Howard Marks is founder and chief scientist at DeepStorage LLC, a storage consultancy and independent test lab. In this expert interview for SearchStorage, Marks tackled seven questions related to using cloud storage, ranging from the value of service-level agreements to determining which applications are truly a good fit at a time when many IT administrators are considering going beyond backup and moving primary data and business applications to the cloud.
Much has been made of cloud storage moving beyond backup to other use cases. Can you name a few examples of other types of data or applications that are well suited for using cloud storage?
Howard Marks: I like using the really low-cost cloud storage services, like Amazon Glacier and Fujifilm's Permivault, for archives. Run an archiving app like Metalogix Archive Manager or Symantec's Enterprise Vault, keep the index in-house for fast queries, and keep the data out in the cloud where it's someone else's problem to maintain.

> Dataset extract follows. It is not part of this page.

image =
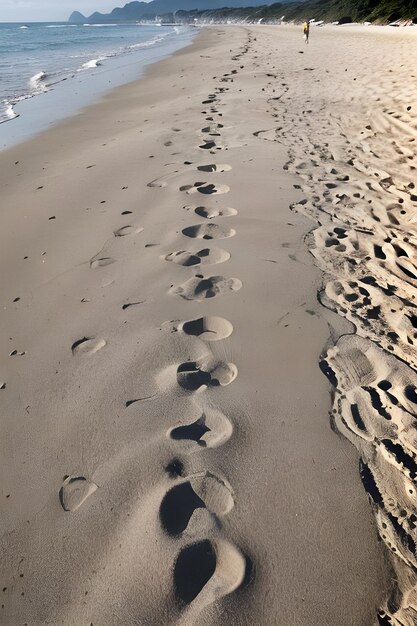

The second example is using a cloud storage gateway like TwinStrata or Microsoft's StorSimple as primary storage that backs itself up to the cloud. These appliances use local storage, sometimes SSDs [solid-state drives] as a cache; if the cache is large enough, you can keep working even if the Internet connection went down.
But my favorite cloud storage application is the global file system that a network of Nasuni or Panzura appliances creates. Connect a dozen offices with these appliances, and the whole cluster acts like a single file server. Video created in LA can be read and have its common gateway interface applied in San Francisco and viewed by the investors in New York like they were all local files.
Let's say you're ready to start using cloud storage beyond backup. What is the best way to evaluate other data to see if it's a good fit for cloud storage?
Marks: I like to think of it like this: What function do I want the cloud to give me? A place to put data without worrying about how to manage it? Remember that accessing data over the Internet introduces a lot of latency; that makes it appropriate for backups or file sync-and-share, but not for direct access by databases.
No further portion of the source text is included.